You have to understand that no one was thinking that they were going to die. They thought that they would take them there and put them in forced labor to work. We would go and buy good hobnailed boots and warm clothes and things like that. People hid the money in the shoes and the belts in order to have money to spend. The Germans had also done the other thing: you would give them drachmas and they would change it to zloti, which was a worthless piece of paper.

My father really appreciated German science, but not the culture. Because we already knew from World War I in France, that they had done a lot. He appreciated the industry and with many suppliers he had excellent relations. He couldn't have imagined that the Germans would get to this point. My father thought it was compulsory to follow the orders of the Germans. He thought that by having a good behavior towards the Germans, their luck might be different from the others. I think that if they had known that they going for certain death, at least half of them would have left.

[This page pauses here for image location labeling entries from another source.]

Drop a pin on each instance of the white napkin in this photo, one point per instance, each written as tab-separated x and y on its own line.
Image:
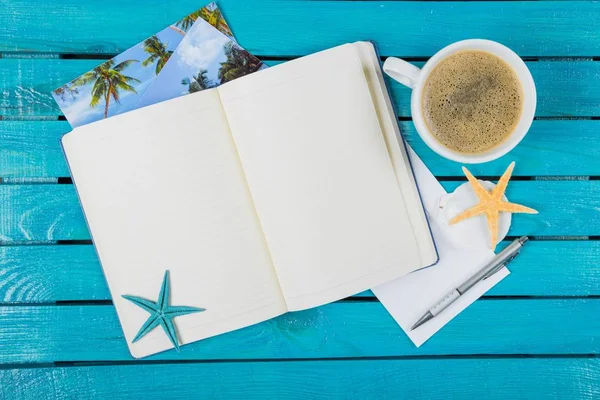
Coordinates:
409	297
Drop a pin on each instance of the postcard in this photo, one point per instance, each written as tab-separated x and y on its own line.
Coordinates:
205	58
117	85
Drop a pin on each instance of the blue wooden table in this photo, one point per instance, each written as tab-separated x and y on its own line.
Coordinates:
537	334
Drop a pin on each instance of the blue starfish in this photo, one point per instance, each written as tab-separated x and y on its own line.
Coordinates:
161	313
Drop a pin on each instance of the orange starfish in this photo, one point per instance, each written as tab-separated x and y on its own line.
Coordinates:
491	203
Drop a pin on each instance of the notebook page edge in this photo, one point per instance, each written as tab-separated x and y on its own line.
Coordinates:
70	143
405	174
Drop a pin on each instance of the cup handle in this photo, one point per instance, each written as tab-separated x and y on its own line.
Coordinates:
402	71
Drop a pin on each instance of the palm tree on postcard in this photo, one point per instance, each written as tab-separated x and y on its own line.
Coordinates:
157	51
212	15
199	82
109	81
239	63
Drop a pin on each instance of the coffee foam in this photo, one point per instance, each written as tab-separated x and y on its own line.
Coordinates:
472	101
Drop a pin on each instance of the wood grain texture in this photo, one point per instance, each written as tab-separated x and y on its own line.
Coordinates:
50	273
368	379
26	83
31	149
31	274
52	212
292	27
40	334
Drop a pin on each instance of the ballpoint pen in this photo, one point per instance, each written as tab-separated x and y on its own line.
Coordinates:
497	263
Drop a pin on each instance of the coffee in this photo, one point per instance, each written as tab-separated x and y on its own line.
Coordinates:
472	101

What I found out is that when they got to Auschwitz, my sister and my father didn't go straight to the ovens [crematoria]. They worked for a while in forced labor. My father lasted three or four months. He, who was used to getting up in the morning and having his shower and go to the office. I can only imagine what he went through. My mother went [to the crematorium] straight away,, and my sister lasted only a very short time.

Olga was the wife of Bernard Landau, who was put in prison by the Germans because they regarded him as a spy. He knew how to speak German better than the Germans. He was an Ashkenazi. In the family they considered him a little bit as an outsider. He left with the last transport to the concentration camps because he worked at the Community. But neither he, nor Olga or his children survived. Only his older daughter, Yvonne, who got married to a Spaniard and got the Spanish citizenship made it. She survived and later went to Palestine.

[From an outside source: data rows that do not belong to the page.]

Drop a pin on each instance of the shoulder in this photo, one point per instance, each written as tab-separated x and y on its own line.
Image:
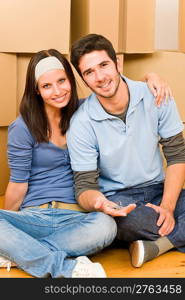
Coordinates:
81	115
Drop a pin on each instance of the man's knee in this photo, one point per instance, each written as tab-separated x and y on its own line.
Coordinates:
141	223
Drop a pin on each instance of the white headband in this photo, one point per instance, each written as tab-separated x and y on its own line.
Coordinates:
46	64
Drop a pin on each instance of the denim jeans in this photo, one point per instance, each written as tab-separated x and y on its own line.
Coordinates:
41	241
141	222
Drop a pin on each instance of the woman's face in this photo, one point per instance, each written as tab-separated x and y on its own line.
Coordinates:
54	88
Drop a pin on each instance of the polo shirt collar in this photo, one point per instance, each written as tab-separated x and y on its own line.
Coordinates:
96	110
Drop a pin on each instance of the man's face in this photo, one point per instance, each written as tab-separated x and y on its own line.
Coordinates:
100	73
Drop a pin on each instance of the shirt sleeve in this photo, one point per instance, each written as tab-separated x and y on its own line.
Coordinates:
82	145
174	149
20	146
169	121
86	181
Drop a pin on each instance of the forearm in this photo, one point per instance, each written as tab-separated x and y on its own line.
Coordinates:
89	198
174	181
14	196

Rebecca left with her husband and two daughters and went to Auschwitz. My uncle Daniel lived in the ghetto at the time. Nevertheless he managed to get out of the ghetto with his wife and his two children, Nico and Mary. It seems that when the deportations started a number of people left. Only a few though. Roula's mother, who was from Volos, sent someone to take them and bring them to Volos on a boat. Then, when the Italians surrendered, they went up to the mountains of Karditsa.

Daisy's husband thought that it was better to leave and go to Athens. He had friends there. Daisy had no problem to go to Athens because she had married a Christian. They had excluded the ones of mixed marriages, but those were very few.